The pub chain’s turnover is also rising again after being decimated during the pandemic
‘The Bank of England, and other authorities, believe that inflation is on the wane, which will certainly be of great benefit, if correct.
‘Having experienced a substantial improvement in sales and profits, compared to our most recent financial year, and with a strengthened balance sheet, compared both to last year and to the pre-pandemic period, the company is cautiously optimistic about further progress in the current financial year and in the years ahead.’
Financial expert Charlie Huggins, manager of the ‘Quality Shares Portfolio’ at Wealth Club, said the results were a ‘solid performance from Wetherspoons set against an exceptionally challenging trading backdrop’.
He added: ‘Wetherspoon’s commitment to low prices is keeping customers loyal, as evidenced by the robust like-for-like sales growth.
‘These value credentials are critical, and should mean the group is better placed than many of its peers to weather a downturn in consumer spending.
This graph shows the expenditure on new and existing pubs in context, each year since 2012
‘Profitability, however, remains well below pre-pandemic levels.
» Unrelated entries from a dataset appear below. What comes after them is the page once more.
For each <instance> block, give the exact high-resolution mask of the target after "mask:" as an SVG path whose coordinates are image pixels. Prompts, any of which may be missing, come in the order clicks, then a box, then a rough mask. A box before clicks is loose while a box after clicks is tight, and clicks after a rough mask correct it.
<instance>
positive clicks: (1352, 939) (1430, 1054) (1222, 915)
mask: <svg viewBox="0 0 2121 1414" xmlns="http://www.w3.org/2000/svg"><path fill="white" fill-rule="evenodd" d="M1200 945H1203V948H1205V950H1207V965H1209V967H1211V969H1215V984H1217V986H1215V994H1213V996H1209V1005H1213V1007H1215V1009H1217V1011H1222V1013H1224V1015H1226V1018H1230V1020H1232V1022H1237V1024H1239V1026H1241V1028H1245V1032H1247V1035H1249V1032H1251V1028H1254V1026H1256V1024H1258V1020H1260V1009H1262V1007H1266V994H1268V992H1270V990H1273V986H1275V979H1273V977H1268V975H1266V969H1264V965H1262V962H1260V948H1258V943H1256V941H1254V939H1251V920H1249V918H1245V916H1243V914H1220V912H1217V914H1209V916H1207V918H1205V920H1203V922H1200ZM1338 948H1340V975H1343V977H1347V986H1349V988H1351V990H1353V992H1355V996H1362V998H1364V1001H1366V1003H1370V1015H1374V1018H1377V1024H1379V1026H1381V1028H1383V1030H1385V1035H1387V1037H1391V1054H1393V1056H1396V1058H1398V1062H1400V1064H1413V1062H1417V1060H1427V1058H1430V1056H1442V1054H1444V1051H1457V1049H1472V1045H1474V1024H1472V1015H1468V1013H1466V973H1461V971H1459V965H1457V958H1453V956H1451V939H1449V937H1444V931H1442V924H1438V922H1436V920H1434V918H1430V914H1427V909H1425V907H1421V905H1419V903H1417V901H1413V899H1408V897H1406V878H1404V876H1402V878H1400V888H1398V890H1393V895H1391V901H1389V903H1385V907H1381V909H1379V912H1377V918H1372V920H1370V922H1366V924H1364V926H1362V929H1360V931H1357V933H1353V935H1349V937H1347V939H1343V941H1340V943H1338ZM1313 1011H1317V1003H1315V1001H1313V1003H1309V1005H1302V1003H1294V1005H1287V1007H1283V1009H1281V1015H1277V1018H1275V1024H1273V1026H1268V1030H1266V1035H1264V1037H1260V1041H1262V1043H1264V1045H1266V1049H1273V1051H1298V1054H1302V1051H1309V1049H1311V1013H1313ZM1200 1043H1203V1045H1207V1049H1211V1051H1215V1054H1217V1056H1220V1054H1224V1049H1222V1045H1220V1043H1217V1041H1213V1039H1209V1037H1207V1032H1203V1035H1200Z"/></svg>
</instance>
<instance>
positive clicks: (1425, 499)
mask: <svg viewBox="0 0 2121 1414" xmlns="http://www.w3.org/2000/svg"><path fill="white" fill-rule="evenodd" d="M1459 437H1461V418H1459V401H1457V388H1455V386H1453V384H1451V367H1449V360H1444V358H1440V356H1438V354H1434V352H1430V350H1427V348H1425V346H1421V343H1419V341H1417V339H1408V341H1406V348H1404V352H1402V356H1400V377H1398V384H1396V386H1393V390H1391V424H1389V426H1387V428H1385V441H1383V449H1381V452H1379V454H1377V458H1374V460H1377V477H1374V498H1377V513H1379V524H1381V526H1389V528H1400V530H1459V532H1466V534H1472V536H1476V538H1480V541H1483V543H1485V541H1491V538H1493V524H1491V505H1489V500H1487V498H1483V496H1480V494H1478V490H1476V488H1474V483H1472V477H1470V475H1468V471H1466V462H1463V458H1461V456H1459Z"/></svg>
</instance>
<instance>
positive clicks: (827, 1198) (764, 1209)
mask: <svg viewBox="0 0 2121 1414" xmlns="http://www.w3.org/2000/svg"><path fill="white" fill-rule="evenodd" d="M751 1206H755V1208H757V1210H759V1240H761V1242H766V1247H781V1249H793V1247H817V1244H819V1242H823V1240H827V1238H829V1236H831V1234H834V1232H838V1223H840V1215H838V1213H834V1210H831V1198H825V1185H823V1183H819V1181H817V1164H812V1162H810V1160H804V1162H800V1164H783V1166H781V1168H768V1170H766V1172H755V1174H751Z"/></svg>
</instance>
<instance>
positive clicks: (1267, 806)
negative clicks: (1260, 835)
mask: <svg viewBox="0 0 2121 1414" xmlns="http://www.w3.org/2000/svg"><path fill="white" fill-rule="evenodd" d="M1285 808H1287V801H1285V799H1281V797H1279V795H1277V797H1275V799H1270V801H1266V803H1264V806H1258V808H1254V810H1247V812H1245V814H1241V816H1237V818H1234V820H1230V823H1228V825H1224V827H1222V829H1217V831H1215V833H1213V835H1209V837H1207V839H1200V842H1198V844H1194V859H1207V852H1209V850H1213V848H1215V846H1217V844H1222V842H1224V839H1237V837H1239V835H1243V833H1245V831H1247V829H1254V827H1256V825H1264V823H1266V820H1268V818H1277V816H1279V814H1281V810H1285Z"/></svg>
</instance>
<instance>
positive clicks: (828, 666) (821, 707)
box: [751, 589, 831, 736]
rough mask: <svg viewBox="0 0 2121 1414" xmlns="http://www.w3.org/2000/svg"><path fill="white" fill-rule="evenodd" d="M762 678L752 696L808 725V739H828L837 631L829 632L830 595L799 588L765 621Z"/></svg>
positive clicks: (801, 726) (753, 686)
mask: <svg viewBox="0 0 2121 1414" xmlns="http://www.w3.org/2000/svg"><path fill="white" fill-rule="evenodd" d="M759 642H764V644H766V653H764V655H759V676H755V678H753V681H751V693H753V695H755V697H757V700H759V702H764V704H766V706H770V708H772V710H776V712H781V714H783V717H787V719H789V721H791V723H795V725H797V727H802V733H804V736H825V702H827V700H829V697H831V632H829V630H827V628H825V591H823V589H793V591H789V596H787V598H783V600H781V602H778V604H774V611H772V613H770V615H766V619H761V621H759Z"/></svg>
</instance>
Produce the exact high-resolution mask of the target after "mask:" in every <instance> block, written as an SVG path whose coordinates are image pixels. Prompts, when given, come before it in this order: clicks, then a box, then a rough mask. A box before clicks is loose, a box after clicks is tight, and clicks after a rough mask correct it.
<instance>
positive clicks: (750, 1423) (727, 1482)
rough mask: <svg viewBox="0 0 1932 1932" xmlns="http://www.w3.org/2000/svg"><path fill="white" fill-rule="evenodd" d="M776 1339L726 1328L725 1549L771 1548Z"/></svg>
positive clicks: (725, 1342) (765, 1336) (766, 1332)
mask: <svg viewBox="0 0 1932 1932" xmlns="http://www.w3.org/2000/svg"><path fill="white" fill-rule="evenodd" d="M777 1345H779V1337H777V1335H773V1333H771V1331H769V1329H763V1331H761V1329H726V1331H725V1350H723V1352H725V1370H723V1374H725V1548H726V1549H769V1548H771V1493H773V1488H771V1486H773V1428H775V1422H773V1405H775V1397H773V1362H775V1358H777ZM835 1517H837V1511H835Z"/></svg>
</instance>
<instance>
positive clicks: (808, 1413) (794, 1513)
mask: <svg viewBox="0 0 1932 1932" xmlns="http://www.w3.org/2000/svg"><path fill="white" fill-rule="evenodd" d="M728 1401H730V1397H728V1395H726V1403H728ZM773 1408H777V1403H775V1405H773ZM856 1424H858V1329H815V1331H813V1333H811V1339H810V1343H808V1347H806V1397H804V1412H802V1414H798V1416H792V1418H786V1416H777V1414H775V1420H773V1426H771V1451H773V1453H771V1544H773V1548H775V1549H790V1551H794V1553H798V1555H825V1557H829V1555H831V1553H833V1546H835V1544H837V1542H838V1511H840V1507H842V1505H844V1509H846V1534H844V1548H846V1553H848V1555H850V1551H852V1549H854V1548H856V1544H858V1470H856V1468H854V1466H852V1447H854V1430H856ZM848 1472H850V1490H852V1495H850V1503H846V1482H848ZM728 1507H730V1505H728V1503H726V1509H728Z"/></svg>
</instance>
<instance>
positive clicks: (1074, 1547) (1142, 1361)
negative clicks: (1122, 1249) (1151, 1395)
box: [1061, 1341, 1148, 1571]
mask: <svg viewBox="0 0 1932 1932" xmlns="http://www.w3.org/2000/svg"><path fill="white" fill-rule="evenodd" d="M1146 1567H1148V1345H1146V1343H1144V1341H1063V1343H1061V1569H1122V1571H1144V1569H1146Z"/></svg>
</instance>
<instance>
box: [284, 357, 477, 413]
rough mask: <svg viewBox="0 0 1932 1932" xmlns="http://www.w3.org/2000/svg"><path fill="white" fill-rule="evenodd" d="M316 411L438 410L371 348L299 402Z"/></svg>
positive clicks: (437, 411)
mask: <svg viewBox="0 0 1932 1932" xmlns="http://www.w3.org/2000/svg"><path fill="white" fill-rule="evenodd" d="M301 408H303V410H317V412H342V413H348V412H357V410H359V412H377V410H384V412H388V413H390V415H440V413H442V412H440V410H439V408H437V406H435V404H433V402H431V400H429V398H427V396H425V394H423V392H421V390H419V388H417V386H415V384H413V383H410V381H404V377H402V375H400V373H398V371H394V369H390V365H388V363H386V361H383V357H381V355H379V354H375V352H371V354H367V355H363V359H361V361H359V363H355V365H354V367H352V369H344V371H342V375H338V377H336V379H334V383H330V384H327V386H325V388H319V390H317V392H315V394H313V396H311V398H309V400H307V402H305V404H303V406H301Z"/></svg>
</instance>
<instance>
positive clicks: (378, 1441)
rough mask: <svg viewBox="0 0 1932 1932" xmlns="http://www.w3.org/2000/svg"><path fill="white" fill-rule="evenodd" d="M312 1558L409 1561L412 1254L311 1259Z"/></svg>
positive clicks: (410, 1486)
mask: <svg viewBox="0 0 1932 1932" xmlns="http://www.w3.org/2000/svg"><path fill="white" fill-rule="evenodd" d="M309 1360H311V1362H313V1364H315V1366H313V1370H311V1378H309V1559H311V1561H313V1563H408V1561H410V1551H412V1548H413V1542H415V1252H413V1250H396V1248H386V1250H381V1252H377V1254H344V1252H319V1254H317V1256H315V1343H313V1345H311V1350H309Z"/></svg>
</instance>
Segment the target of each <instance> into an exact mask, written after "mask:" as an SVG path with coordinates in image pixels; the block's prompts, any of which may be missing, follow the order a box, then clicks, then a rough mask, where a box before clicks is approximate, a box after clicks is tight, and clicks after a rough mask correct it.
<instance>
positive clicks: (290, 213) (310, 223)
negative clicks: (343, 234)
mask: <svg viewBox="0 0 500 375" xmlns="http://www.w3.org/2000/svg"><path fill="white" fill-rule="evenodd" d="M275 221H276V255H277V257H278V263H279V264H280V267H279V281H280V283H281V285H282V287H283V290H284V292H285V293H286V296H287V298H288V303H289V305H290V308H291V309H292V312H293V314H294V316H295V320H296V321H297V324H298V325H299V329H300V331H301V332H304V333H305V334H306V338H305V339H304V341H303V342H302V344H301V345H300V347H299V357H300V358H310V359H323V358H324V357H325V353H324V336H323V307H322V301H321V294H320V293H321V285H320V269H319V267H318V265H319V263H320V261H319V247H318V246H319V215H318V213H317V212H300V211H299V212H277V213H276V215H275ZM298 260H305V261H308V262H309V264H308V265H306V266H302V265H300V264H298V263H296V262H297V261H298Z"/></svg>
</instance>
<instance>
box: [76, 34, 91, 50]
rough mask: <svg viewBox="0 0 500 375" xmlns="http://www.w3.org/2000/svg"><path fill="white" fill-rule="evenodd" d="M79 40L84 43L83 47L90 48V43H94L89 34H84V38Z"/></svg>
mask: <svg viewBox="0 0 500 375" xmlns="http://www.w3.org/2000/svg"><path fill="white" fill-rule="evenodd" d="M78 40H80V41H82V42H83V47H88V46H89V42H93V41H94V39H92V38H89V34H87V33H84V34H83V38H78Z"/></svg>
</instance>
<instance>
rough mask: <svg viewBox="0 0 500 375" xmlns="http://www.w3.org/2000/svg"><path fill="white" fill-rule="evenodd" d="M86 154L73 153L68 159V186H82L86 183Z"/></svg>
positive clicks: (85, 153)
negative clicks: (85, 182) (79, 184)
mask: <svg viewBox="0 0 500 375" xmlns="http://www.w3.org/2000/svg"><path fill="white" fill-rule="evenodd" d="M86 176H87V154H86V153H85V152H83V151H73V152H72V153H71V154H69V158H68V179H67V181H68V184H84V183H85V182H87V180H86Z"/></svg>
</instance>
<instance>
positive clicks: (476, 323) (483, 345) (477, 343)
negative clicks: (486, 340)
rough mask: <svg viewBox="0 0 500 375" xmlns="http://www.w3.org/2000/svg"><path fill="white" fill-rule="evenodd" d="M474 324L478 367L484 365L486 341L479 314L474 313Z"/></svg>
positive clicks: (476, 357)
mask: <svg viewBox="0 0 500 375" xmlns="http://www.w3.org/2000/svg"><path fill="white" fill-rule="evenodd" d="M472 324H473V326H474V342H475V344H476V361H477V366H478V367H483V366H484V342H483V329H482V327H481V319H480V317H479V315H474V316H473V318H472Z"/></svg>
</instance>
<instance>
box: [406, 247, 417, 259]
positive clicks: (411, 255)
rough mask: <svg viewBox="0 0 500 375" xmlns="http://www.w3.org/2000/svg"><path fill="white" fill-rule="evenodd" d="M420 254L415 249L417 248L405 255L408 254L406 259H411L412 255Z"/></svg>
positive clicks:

Wetherspoon’s business model is heavily exposed to the rise in labour, energy and food costs.
‘Unfortunately, it doesn’t have the pricing power to fully offset these cost pressures. In the current inflationary environment that means one thing – pressure on margins.’
But he also said 2023 looked like it would be ‘yet another challenging year for Wetherspoon’, adding: ‘Higher interest rates and inflation are strangling the economy, and leading to significantly higher costs for the group.
‘Combine this with Wetherspoon’s low margins and low price strategy, it means the group faces an uphill battle in the current environment.’
The Office for National Statistics said earlier this week that inflation had unexpectedly risen to 10.4 per cent in February, pushed up by higher food and drink prices in pubs and restaurants.
The number of pubs owned by Wetherspoon has fallen to 843 from a high of 951 in 2015
Analysts at Stifel said in a note: ‘We expect 2023 to be a grind for pubs, with companies and consumers facing cost headwinds and a sluggish economy.’
And Derren Nathan, head of equity research at Hargreaves Lansdown: ‘It’s been a solid start to the year for Wetherspoon.
‘Its tried and tested value offer is holding it in good stead and there’s no sign of punters deserting the boozers despite the continuing cost-of-living crisis.
He added: ‘Looking to the longer term we see Wetherspoon as a prime example of economic Darwinism. A company whose business model and brand is likely to see it exit a challenging period stronger than before.
‘By prioritising the balance sheet Wetherspoon is giving itself a good chance of emerging as a winner. This has not gone unnoticed by the market, with the shares up over 30 per cent year to date, meaning there is increased pressure to deliver.’